ESTs simultaneously tantalize and frustrate. They offer a rapid and inexpensive route to gene discovery (Adams et al. 1991, 1992; Okubo et al. 1991; Matsubara and Okubo 1993; Vasmatzis et al. 1998), reveal expression and regulation data (Vasmatzis et al. 1998), highlight transcript sequence diversity and splicing (Wolfberg and Landsman 1997), and may identify more than half of known human genes (Hillier et al. 1996). The price of the high-volume and high-throughput nature of the data is that ESTs contain high error rates (Aaronson et al. 1996), do not have a defined protein product, are not curated in a highly annotated form, and present only a raw substrate for sequence matching.

Several systems are being developed to organize and thereby enrich publicly available ESTs, and each has used a novel approach successful in terms of its own goals. Current indices such as TIGR Human Gene Index (http://www.tigr.org) and EST cluster databases such as UniGene (Boguski et al. 1995; Schuler et al. 1996) discard noisy information during their production and rely on longest informative ESTs, significant transcript matches, or joined genomic exons to seed index classes. TIGR Human Gene Index (HGI; http://www.tigr.org) uses the strict assembly method of TIGR_ASSEMBLER (Sutton et al. 1995), tightly grouping highly related sequences and, consequently, producing accurate consensus sequences with a minimum of chimerism or other contamination. The method strictly discards under-represented and divergent or noisy sequences in favor of confidence based on transcript redundancy, but in doing so it generates “short” consensi and may eliminate related sequences that might provide examples of alternative splicing or other valuable forms of sequence diversity (Bouck et al. 1999). A complementary approach, as taken by UniGene (Boguski et al. 1995; Schuler et al. 1996), the Genexpress Index (Houlgatte et al. 1995), and the Merck Gene Index (Williamson et al. 1995), groups sequences into clusters based on sequence overlap above a given alignment threshold, accepting only the longest representative of an index class as its consensus.

The STACK resource is based on extensive development of exhaustive loose clustering, defining index classes by the total number and multiplicity of (possibly discontiguous) matching 6-base words rather than by alignment to previously identified class members. In recognition of the diversity of expression and the possibility of artifactual inclusion and interpretation of ESTs within a cluster, the related but loose clusters are subsequently processed by strict assembly and analysis tools to identify, characterize, view, and isolate sequence divergence. This approach leverages the diversity of the resulting clusters to identify and highlight variation. Given such a tree of relationships within a sequence cluster, primary and subsidiary consensus sequences are generated to maximize detection of related genes, exons, possible paralogs, and expression forms. Elucidation of these relationships is simplified by subconsensus display and also formatting of entries so that they can be assayed in databases via BLAST (Altschul et al. 1990) or other search algorithms. Pairwise comparisons of ESTs in a preclustering step using cross match (http://www.genome.washington.edu/uwgc/analysistools/phrap.htm) reduces redundancy and provides increased fidelity.

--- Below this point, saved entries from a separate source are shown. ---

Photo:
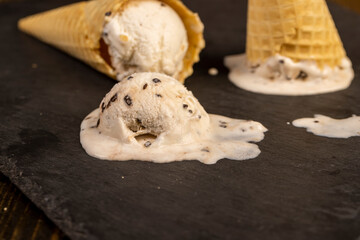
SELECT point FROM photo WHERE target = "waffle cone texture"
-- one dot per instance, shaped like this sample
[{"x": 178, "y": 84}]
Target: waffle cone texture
[
  {"x": 297, "y": 29},
  {"x": 77, "y": 29}
]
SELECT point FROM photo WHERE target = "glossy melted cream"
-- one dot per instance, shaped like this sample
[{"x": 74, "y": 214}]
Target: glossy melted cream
[
  {"x": 280, "y": 75},
  {"x": 328, "y": 127},
  {"x": 152, "y": 117}
]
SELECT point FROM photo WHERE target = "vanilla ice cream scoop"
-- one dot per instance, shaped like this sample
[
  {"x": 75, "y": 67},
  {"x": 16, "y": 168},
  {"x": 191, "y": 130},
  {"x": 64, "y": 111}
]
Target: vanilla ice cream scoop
[
  {"x": 146, "y": 36},
  {"x": 153, "y": 117}
]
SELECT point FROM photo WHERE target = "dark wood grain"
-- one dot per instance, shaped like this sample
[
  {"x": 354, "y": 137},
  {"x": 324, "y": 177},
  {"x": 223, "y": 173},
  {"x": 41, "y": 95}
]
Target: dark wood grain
[{"x": 21, "y": 219}]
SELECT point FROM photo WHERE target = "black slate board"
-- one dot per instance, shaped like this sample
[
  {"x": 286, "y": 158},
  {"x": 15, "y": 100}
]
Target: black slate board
[{"x": 300, "y": 187}]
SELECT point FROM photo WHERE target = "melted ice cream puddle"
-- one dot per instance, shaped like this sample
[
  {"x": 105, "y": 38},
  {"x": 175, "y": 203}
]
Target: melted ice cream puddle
[
  {"x": 328, "y": 127},
  {"x": 282, "y": 76},
  {"x": 152, "y": 117},
  {"x": 146, "y": 36}
]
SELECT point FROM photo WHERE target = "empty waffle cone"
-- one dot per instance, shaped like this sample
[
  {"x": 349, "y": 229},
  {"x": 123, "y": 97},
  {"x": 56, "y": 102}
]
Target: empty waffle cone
[
  {"x": 297, "y": 29},
  {"x": 77, "y": 29}
]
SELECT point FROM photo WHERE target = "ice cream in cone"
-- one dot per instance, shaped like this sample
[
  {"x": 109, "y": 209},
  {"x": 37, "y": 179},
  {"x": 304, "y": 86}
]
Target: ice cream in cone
[
  {"x": 292, "y": 48},
  {"x": 120, "y": 37}
]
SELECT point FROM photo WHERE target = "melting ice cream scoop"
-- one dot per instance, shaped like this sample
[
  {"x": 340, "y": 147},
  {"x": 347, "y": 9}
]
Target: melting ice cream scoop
[
  {"x": 153, "y": 117},
  {"x": 146, "y": 36}
]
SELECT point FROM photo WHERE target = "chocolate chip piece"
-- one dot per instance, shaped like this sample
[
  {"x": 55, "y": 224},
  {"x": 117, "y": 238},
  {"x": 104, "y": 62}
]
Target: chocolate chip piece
[
  {"x": 205, "y": 150},
  {"x": 128, "y": 100},
  {"x": 302, "y": 75},
  {"x": 113, "y": 98}
]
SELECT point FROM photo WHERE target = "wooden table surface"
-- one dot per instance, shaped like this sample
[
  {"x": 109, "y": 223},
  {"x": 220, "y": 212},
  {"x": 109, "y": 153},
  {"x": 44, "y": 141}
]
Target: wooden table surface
[{"x": 21, "y": 219}]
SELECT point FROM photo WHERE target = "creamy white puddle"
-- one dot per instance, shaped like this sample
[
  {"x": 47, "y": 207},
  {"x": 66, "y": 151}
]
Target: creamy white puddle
[
  {"x": 152, "y": 117},
  {"x": 280, "y": 75},
  {"x": 328, "y": 127}
]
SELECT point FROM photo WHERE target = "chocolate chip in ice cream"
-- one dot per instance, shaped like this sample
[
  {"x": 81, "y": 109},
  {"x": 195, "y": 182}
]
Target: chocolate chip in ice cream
[
  {"x": 128, "y": 100},
  {"x": 113, "y": 98}
]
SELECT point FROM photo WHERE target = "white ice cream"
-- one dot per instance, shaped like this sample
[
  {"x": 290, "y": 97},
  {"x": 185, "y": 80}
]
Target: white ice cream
[
  {"x": 280, "y": 75},
  {"x": 152, "y": 117},
  {"x": 147, "y": 36},
  {"x": 328, "y": 127}
]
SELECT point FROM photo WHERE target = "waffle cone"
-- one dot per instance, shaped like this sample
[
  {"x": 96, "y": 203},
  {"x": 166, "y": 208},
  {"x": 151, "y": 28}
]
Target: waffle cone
[
  {"x": 77, "y": 29},
  {"x": 298, "y": 29}
]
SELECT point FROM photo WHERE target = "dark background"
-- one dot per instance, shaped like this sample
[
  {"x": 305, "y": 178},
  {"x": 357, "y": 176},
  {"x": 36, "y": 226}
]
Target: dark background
[{"x": 301, "y": 186}]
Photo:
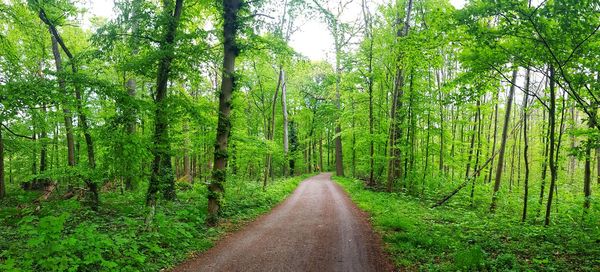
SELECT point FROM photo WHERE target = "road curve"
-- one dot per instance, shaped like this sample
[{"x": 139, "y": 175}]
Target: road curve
[{"x": 317, "y": 228}]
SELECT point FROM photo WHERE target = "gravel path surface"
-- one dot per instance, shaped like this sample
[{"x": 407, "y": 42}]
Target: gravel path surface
[{"x": 317, "y": 228}]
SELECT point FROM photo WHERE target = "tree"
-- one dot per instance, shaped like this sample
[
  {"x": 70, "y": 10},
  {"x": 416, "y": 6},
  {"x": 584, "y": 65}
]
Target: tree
[
  {"x": 162, "y": 171},
  {"x": 509, "y": 103},
  {"x": 230, "y": 52}
]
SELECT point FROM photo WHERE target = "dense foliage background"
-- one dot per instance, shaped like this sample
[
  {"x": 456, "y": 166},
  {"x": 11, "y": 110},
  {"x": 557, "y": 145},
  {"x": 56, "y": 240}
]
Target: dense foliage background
[{"x": 479, "y": 125}]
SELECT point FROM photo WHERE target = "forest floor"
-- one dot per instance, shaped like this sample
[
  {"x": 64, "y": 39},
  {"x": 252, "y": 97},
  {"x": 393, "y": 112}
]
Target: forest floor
[
  {"x": 458, "y": 237},
  {"x": 64, "y": 235},
  {"x": 318, "y": 228}
]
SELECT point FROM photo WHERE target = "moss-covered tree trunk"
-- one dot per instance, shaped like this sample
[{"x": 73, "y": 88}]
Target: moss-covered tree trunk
[
  {"x": 162, "y": 177},
  {"x": 502, "y": 150},
  {"x": 230, "y": 52}
]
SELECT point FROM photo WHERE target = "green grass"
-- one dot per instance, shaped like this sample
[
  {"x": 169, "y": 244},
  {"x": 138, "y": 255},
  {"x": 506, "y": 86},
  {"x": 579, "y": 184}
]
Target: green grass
[
  {"x": 459, "y": 238},
  {"x": 64, "y": 235}
]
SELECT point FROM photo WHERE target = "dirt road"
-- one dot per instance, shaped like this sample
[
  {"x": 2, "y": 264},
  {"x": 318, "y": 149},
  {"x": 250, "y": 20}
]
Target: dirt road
[{"x": 317, "y": 228}]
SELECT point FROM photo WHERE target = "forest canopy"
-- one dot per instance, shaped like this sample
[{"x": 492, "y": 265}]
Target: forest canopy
[{"x": 190, "y": 113}]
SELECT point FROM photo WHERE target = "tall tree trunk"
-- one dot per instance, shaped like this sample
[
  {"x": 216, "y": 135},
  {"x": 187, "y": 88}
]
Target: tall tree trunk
[
  {"x": 2, "y": 185},
  {"x": 187, "y": 165},
  {"x": 271, "y": 130},
  {"x": 92, "y": 186},
  {"x": 551, "y": 140},
  {"x": 131, "y": 90},
  {"x": 526, "y": 146},
  {"x": 230, "y": 51},
  {"x": 67, "y": 116},
  {"x": 477, "y": 125},
  {"x": 395, "y": 130},
  {"x": 495, "y": 136},
  {"x": 598, "y": 165},
  {"x": 503, "y": 140},
  {"x": 587, "y": 179},
  {"x": 441, "y": 104},
  {"x": 369, "y": 79},
  {"x": 286, "y": 156},
  {"x": 320, "y": 153},
  {"x": 162, "y": 176}
]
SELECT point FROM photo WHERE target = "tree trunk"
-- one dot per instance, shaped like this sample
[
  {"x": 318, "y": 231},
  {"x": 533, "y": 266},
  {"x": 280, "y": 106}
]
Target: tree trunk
[
  {"x": 92, "y": 186},
  {"x": 553, "y": 166},
  {"x": 598, "y": 165},
  {"x": 230, "y": 51},
  {"x": 503, "y": 140},
  {"x": 495, "y": 135},
  {"x": 130, "y": 85},
  {"x": 162, "y": 170},
  {"x": 478, "y": 126},
  {"x": 526, "y": 146},
  {"x": 369, "y": 79},
  {"x": 187, "y": 165},
  {"x": 395, "y": 130},
  {"x": 271, "y": 130},
  {"x": 441, "y": 104},
  {"x": 286, "y": 155},
  {"x": 68, "y": 119},
  {"x": 2, "y": 185}
]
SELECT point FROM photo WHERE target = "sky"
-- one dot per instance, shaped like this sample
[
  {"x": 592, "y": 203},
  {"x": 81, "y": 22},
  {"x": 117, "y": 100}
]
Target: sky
[{"x": 311, "y": 40}]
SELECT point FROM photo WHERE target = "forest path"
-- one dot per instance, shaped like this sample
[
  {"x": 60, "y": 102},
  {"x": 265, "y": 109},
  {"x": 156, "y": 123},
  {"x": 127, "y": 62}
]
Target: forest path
[{"x": 317, "y": 228}]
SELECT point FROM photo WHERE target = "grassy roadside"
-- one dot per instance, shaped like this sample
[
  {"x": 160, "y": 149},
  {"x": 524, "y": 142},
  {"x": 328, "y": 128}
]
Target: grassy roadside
[
  {"x": 65, "y": 236},
  {"x": 458, "y": 239}
]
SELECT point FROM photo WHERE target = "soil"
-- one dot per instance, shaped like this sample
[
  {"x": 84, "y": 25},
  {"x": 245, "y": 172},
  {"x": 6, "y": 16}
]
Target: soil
[{"x": 317, "y": 228}]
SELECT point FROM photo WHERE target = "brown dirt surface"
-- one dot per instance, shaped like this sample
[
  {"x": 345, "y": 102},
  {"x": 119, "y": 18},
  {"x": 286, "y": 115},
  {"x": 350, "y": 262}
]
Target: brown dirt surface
[{"x": 317, "y": 228}]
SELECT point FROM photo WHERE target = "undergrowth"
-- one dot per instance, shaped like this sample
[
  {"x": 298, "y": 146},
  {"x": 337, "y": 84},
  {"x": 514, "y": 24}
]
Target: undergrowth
[
  {"x": 459, "y": 238},
  {"x": 64, "y": 235}
]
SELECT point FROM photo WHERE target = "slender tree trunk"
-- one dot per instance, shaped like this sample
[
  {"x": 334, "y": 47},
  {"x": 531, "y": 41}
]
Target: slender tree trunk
[
  {"x": 479, "y": 125},
  {"x": 395, "y": 130},
  {"x": 598, "y": 165},
  {"x": 526, "y": 146},
  {"x": 369, "y": 79},
  {"x": 587, "y": 179},
  {"x": 230, "y": 51},
  {"x": 187, "y": 165},
  {"x": 92, "y": 186},
  {"x": 162, "y": 177},
  {"x": 68, "y": 119},
  {"x": 441, "y": 104},
  {"x": 2, "y": 185},
  {"x": 495, "y": 134},
  {"x": 131, "y": 90},
  {"x": 320, "y": 154},
  {"x": 285, "y": 125},
  {"x": 271, "y": 130},
  {"x": 503, "y": 141},
  {"x": 553, "y": 166}
]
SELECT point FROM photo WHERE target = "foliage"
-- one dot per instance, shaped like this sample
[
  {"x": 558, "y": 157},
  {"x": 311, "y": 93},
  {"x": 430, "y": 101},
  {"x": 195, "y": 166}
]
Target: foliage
[
  {"x": 64, "y": 236},
  {"x": 460, "y": 238}
]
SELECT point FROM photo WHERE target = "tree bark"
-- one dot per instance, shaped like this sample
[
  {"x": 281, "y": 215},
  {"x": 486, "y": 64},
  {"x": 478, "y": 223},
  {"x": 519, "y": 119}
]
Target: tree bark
[
  {"x": 503, "y": 141},
  {"x": 2, "y": 185},
  {"x": 395, "y": 130},
  {"x": 67, "y": 116},
  {"x": 131, "y": 91},
  {"x": 526, "y": 146},
  {"x": 92, "y": 186},
  {"x": 285, "y": 124},
  {"x": 551, "y": 142},
  {"x": 271, "y": 130},
  {"x": 162, "y": 170},
  {"x": 230, "y": 52}
]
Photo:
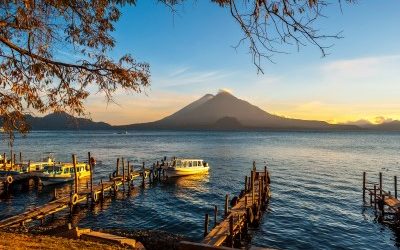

Clustering approaches tend to minimize comparisons to achieve speed. A significant difference between STACK_PACK, the system used to produce STACK, and systems preceding it is that clustering has been performed so as to maximize comparisons. Thus, all available ESTs have been compared to each other, and as a result, it has been necessary to use high performance hardware and/or distributed processes. The benefit is that as few sequences as possible have been dropped from each cluster, contributing to the value of each consensus. A degree of security is also obtained in terms of the likelihood that clusters have been carefully assigned.

The exponential growth rate of the experimentally determined sequence databases requires that any effort to cluster related sequences acknowledges the unavoidably dynamic status of the results. Newly determined sequences will join previously unrelated clusters, whereas old sequences may be recognized as contaminated and necessitate the disaggregation and reclustering of an index class. The STACK schema implements both repair and add facilities. Current development is focused on continued dynamic addition of sequences to existing processed data.

To date, EST assemblies have not been joined at the sequence comparison step according to genome hybridization or available full-length mRNA sequence data. However, with the recent increase in production of genome and mRNA information, addition of new ESTs to already clustered data will include genomic and mRNA sequence to anchor clusters.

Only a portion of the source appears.